William Carlos Williams

Anyone who has ever taken a class or workshop has at least read the red wheelbarrow poem, take some time today to read other works by Williams.

He is a master of the concrete detail. His poems are stripped of all the crap and just have the meat and bones of good imagry. They trust and depend upon their reader. I love the one about the plums.

4 Comments

Filed under April Poetry readings and discussions

4 responses to “William Carlos Williams

  1. emily

    who did the parody of that poem about the plums? i just read it again recently when I was leafing through my old anthologies.

    great choice today, by the way. i do love going back and reading the classic modern poets!

  2. Emily, check out this link for a number of plum parodies:

    http://scribalterror.blogs.com/scribal_terror/2005/04/this_is_just_to.html

    No accident that most of the parodists are women.
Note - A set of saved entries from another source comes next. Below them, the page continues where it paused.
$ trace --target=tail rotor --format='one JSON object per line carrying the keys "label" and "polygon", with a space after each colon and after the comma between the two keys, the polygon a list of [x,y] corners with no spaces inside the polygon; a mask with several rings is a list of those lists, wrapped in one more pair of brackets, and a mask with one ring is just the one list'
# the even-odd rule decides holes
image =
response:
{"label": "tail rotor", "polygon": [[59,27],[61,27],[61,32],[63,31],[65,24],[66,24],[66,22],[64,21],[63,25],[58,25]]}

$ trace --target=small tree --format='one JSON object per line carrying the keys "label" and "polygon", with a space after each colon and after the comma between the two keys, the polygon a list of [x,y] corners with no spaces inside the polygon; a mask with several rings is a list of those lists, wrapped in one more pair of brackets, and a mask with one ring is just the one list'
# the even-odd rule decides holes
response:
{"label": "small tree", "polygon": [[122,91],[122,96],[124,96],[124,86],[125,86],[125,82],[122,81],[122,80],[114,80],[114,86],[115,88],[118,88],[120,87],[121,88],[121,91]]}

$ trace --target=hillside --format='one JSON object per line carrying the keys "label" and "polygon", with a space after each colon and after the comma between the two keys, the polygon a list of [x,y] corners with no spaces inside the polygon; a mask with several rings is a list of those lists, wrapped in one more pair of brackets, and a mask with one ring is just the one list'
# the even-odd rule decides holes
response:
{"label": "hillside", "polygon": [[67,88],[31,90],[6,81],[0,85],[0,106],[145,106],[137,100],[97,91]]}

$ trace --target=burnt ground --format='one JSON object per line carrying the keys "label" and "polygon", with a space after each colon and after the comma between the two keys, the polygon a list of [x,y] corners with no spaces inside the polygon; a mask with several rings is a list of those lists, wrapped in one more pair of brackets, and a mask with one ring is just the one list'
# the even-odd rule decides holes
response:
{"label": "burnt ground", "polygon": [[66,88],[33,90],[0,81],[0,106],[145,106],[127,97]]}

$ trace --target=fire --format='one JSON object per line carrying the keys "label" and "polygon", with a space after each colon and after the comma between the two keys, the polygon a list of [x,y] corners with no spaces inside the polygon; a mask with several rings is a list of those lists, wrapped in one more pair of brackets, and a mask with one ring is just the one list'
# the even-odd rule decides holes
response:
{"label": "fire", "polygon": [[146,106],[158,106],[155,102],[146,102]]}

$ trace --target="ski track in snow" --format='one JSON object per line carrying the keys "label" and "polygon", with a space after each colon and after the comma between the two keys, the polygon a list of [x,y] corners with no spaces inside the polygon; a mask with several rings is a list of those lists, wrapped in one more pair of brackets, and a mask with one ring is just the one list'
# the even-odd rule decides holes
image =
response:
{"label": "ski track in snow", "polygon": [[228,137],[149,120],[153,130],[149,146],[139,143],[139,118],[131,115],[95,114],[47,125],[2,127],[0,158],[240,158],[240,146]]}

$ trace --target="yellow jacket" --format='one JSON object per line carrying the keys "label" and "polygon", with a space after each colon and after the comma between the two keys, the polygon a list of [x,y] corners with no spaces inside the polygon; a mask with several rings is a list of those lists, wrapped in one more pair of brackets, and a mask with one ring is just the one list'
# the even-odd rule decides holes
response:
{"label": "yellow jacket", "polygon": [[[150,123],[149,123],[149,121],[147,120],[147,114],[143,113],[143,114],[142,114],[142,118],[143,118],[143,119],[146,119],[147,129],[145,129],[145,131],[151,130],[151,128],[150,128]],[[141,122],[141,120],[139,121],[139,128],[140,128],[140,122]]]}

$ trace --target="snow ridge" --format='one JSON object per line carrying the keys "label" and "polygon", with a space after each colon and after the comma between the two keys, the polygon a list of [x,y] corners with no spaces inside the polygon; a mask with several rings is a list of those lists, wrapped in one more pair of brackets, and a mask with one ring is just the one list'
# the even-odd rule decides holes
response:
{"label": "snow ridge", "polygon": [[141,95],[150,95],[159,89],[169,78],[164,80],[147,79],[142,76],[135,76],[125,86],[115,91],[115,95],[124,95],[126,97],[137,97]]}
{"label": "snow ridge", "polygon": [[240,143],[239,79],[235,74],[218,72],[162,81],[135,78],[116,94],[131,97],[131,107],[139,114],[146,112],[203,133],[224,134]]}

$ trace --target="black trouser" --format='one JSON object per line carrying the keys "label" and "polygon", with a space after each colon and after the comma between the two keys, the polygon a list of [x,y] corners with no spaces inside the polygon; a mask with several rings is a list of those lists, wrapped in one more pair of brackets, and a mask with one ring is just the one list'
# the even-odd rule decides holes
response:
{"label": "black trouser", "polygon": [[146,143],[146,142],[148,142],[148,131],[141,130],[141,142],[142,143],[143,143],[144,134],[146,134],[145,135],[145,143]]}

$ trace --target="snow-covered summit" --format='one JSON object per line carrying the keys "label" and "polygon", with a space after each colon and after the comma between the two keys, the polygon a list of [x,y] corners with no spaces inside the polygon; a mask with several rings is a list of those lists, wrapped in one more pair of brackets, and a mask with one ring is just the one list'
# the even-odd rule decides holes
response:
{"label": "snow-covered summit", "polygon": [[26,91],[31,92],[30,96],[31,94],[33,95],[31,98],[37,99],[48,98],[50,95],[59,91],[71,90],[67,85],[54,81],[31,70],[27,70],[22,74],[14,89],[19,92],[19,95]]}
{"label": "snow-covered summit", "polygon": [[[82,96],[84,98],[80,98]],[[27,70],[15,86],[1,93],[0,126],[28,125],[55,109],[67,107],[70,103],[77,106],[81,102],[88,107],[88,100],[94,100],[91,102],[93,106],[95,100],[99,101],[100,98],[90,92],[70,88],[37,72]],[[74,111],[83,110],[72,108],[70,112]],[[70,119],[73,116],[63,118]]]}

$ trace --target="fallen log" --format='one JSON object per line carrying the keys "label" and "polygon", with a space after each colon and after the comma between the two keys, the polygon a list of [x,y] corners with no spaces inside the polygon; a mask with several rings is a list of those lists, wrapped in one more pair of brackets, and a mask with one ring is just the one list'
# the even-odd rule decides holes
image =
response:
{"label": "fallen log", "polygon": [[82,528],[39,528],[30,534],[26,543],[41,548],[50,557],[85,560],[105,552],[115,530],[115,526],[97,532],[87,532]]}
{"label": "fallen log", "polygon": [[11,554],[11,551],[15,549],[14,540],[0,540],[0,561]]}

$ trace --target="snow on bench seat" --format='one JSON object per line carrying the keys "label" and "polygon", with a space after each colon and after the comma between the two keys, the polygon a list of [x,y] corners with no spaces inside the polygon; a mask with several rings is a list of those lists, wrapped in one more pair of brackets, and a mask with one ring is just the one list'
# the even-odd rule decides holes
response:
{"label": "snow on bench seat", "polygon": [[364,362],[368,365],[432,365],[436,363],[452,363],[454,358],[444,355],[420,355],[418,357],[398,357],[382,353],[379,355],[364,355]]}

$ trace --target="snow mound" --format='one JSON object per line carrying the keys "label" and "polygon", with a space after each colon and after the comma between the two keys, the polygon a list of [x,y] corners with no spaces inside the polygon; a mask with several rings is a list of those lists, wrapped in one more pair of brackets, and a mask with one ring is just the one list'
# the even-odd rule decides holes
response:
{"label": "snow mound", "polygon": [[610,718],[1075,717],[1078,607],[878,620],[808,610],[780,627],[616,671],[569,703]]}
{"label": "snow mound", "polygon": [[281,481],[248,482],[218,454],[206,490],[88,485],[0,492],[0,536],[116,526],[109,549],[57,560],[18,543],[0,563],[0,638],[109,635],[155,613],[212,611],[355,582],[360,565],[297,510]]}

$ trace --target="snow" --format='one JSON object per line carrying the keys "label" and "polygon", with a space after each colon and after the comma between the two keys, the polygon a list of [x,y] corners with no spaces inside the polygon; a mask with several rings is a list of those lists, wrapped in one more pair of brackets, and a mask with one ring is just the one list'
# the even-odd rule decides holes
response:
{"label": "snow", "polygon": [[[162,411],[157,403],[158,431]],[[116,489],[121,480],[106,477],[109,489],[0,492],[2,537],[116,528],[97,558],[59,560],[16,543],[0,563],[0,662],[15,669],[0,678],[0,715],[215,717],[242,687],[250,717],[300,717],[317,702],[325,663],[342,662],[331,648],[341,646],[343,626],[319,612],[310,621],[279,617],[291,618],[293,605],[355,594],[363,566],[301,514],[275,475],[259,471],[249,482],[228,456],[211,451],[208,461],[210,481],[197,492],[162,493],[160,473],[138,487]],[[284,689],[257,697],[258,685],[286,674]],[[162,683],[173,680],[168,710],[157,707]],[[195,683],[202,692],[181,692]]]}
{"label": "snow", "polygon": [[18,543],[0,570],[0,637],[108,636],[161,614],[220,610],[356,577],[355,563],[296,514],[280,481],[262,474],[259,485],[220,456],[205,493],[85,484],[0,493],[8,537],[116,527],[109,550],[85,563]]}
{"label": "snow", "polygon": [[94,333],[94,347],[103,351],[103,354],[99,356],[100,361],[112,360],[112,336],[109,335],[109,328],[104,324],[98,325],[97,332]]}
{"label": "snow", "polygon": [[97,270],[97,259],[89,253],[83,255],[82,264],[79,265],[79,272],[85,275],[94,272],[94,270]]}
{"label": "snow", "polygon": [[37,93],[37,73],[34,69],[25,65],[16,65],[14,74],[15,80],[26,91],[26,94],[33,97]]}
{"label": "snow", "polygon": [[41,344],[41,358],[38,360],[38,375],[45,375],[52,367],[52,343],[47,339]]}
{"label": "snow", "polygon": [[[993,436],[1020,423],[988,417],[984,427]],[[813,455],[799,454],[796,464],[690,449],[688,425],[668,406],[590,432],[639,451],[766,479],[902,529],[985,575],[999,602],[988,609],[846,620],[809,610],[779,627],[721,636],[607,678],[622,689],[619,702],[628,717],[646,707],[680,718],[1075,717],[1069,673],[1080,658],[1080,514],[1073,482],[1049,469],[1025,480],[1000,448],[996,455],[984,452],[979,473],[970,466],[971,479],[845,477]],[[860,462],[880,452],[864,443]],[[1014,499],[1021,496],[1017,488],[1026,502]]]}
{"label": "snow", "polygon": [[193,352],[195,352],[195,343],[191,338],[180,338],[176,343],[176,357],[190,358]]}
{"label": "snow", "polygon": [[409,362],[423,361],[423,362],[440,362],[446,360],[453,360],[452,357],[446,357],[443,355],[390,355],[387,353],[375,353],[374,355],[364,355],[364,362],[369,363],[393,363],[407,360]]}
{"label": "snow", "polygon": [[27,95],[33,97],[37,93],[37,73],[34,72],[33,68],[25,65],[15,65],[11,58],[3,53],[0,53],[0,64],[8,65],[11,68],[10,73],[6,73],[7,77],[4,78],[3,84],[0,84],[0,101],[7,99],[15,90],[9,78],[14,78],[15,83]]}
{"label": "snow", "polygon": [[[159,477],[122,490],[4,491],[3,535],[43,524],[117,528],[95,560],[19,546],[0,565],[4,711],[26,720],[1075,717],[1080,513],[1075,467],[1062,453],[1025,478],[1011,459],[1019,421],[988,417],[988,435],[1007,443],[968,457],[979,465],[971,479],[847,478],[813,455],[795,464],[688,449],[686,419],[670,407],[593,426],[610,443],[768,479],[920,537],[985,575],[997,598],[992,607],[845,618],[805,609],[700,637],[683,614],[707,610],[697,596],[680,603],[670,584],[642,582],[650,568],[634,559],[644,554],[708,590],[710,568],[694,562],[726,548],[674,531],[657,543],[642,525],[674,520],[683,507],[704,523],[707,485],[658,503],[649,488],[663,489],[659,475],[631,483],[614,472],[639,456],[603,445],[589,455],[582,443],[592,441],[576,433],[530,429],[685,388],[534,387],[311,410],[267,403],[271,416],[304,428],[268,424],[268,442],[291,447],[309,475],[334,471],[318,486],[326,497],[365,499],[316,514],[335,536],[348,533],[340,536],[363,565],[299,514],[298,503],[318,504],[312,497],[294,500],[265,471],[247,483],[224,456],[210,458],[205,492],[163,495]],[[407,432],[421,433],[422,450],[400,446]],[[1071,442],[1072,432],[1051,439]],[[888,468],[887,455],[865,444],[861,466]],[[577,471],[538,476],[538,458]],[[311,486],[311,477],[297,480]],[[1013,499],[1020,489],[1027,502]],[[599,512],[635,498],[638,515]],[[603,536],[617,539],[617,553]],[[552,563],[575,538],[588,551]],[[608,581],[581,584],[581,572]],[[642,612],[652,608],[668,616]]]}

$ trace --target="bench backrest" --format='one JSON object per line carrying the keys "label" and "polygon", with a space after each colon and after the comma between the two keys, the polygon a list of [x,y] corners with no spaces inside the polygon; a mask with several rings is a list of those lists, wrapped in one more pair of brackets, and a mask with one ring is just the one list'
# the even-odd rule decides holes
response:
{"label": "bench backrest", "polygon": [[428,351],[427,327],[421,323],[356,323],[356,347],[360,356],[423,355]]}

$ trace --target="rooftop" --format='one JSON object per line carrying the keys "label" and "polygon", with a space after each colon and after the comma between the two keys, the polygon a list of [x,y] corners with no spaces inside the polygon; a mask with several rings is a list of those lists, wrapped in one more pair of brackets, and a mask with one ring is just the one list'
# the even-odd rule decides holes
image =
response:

WCW is such a guy.

    I’ve never understood why that wheelbarrow poem is so famous. Yes, it presents a nice image, like a calendar photo or a postcard in words, but that’s hardly grounds for it’s reknown.

    Give me Langston Hughes, any day.

  3. That should be “its”. Oops.

  4. the Wheelbarrow poem is not just famous as a near perfect image, it is also great because, unlike other poems, that force the reader into a specific reading of an image, it trusts the reader to read the image.

    It is also famous because of the philosophical point it makes, that everything is, indeed, important.

    I agree about Langston Hughes being great. I love the landlady poems in particular, but I also finr it interesting that most of us think that liking one poet or poem leaves less room to like another.

    Thanks for stopping by. Maybe check out the wheelbarrow again.